Georgia didn’t try to argue the point. “Silas would faint from shock if I asked him to dance.”
“He’ll know you don’t mean anything by it. Just do this, okay? I’ll clean the inside of our refrigerator if you do.”
“Really? Even the fruit drawer?” Georgia had been dreading that task. The overripe mango was still in there, seeping slowly into its own swampy ooze.
“Even the fruit drawer.” Becca gave her a shove. “Go. Before I change my mind.”
Georgia walked in the general direction of Silas, taking her time. Asking him to dance was probably something she wouldn’t really have the finesse to do. She
was technically working right now, and practically everyone she knew was in this room. Too many eyeballs, too much pressure. It was different when she was a teenager. Dancing with Leo had always been fun. But in the past six years, she’d only danced at the occasional wedding. And only with relatives.
Yikes, she thought as she made her way around various clots of partygoers. Six years was a long time to be a homebody. That’s how a habit became a rut, wasn’t it?
That wasn’t a fun realization.
In college, Georgia had played it safe. She’d kept to herself the first year, staying away from strangers and crowds while rebuilding her confidence. Her tennis teammates became good friends, and since they knew the difficult history of her last year of high school, they’d been understanding. Nobody ever made Georgia feel like a loser for staying in on Fridays and Saturdays. And during tennis season, she’d had plenty of company. They all worked too hard to party much.

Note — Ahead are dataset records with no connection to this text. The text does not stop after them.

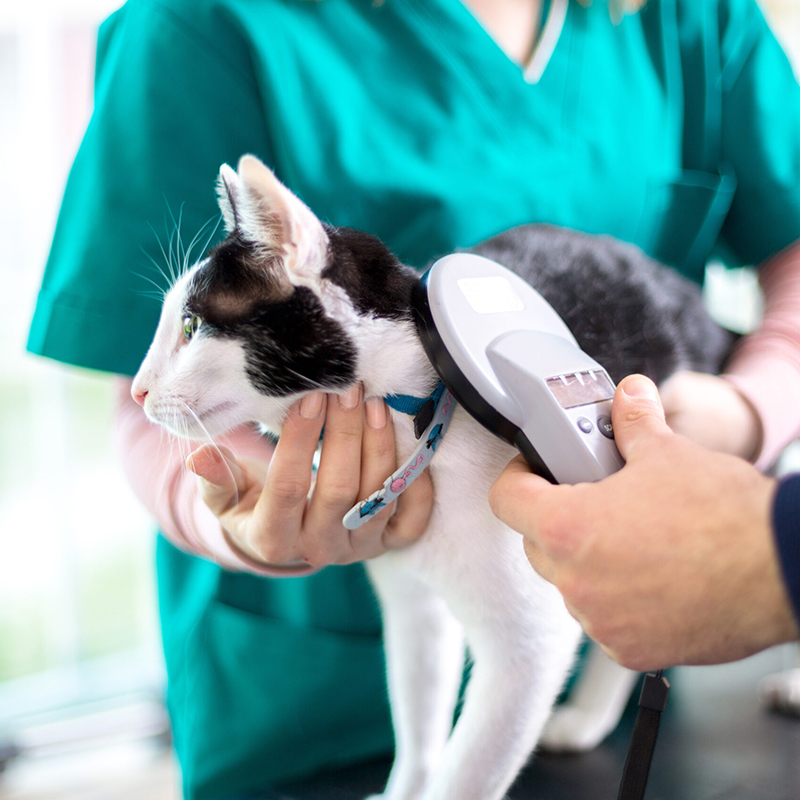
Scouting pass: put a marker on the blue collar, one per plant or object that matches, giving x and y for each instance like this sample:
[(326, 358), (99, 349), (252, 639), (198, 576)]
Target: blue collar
[(408, 404), (432, 417)]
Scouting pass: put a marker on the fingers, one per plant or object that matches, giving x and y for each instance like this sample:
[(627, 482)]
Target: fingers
[(514, 494), (277, 519), (539, 561), (637, 415), (224, 481)]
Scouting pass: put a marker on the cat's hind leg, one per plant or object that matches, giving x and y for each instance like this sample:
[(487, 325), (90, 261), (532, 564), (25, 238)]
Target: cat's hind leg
[(517, 674), (425, 661)]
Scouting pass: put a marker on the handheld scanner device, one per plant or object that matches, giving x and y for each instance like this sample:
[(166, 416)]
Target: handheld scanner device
[(509, 359)]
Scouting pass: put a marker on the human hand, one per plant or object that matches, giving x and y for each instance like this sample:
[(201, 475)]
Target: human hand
[(668, 561), (711, 411), (270, 512)]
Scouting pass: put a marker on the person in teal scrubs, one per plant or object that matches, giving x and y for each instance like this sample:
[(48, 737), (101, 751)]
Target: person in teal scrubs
[(676, 128)]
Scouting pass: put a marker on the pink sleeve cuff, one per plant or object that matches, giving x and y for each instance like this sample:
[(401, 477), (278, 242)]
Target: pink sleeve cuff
[(765, 366), (155, 466)]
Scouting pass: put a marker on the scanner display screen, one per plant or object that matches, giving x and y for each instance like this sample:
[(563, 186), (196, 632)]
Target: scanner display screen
[(581, 388), (492, 294)]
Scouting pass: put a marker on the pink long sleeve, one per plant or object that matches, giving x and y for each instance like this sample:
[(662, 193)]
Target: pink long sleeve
[(155, 468), (765, 366)]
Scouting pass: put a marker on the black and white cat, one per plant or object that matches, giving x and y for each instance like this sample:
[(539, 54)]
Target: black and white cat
[(286, 305)]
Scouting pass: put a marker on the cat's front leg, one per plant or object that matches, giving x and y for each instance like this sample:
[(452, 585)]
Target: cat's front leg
[(594, 708), (424, 660)]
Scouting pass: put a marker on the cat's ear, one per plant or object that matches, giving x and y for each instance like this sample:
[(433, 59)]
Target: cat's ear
[(254, 201), (228, 196)]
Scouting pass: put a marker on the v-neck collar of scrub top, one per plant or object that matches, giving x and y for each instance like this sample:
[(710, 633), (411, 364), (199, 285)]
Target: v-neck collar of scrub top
[(467, 39)]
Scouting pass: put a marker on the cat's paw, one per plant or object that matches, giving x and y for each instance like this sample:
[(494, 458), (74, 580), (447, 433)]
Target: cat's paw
[(574, 730)]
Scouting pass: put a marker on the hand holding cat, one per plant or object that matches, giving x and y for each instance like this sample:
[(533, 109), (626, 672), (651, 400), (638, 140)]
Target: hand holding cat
[(273, 515), (668, 561), (710, 411)]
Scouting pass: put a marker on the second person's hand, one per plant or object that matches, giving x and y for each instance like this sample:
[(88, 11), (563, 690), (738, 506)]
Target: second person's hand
[(279, 516)]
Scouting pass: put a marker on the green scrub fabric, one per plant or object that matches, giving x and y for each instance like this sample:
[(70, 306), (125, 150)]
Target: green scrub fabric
[(678, 130)]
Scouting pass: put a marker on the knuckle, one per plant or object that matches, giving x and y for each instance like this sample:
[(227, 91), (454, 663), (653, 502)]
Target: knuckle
[(272, 550), (337, 493), (288, 491)]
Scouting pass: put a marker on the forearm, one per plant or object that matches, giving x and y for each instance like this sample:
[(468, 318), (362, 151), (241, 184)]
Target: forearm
[(765, 366), (155, 467)]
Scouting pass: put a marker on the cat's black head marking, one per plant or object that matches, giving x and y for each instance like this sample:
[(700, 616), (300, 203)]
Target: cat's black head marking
[(373, 277), (290, 344)]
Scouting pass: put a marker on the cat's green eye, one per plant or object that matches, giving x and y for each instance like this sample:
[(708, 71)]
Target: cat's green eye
[(191, 322)]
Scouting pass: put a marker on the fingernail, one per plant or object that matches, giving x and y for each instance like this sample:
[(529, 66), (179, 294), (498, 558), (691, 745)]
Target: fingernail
[(349, 400), (375, 410), (311, 405), (639, 386)]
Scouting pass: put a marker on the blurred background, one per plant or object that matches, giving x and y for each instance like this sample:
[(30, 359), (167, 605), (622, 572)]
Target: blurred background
[(81, 676)]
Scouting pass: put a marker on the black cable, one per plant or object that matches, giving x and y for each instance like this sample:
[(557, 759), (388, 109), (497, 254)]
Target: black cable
[(636, 771)]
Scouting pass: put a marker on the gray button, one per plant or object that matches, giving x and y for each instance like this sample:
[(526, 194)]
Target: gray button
[(604, 424)]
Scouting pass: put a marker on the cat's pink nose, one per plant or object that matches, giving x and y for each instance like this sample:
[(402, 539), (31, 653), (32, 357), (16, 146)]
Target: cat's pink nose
[(138, 395)]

As the years passed, she stopped being afraid. Georgia felt strong—happy, even. But solitude was habit-forming. Parties now seemed too loud and overwrought. She preferred dinners out with small groups of friends.
Sometimes there were dates, and sometimes more than once with the same guy. But nobody she’d met after Leo really clicked, or she held herself aloof. One or the other. In either case, she hadn’t had a boyfriend since Leo. Funny how she’d never stopped to do the math until he turned up, either. Almost six years she’d been single now. And it hadn’t seemed pathetic until tonight.
“Hi, Silas,” she said, stopping beside him.
“Hey, Georgia. Is there somewhere I’m supposed to be?”
“Nope,” she said, smiling to put him at ease. Geez, was she really as frosty as that? She said hello, and he assumed he’d done something wrong? “There’s no place I’m supposed to be, either. So I decided to hold up this section of the wall beside yours. Just in case you needed help.”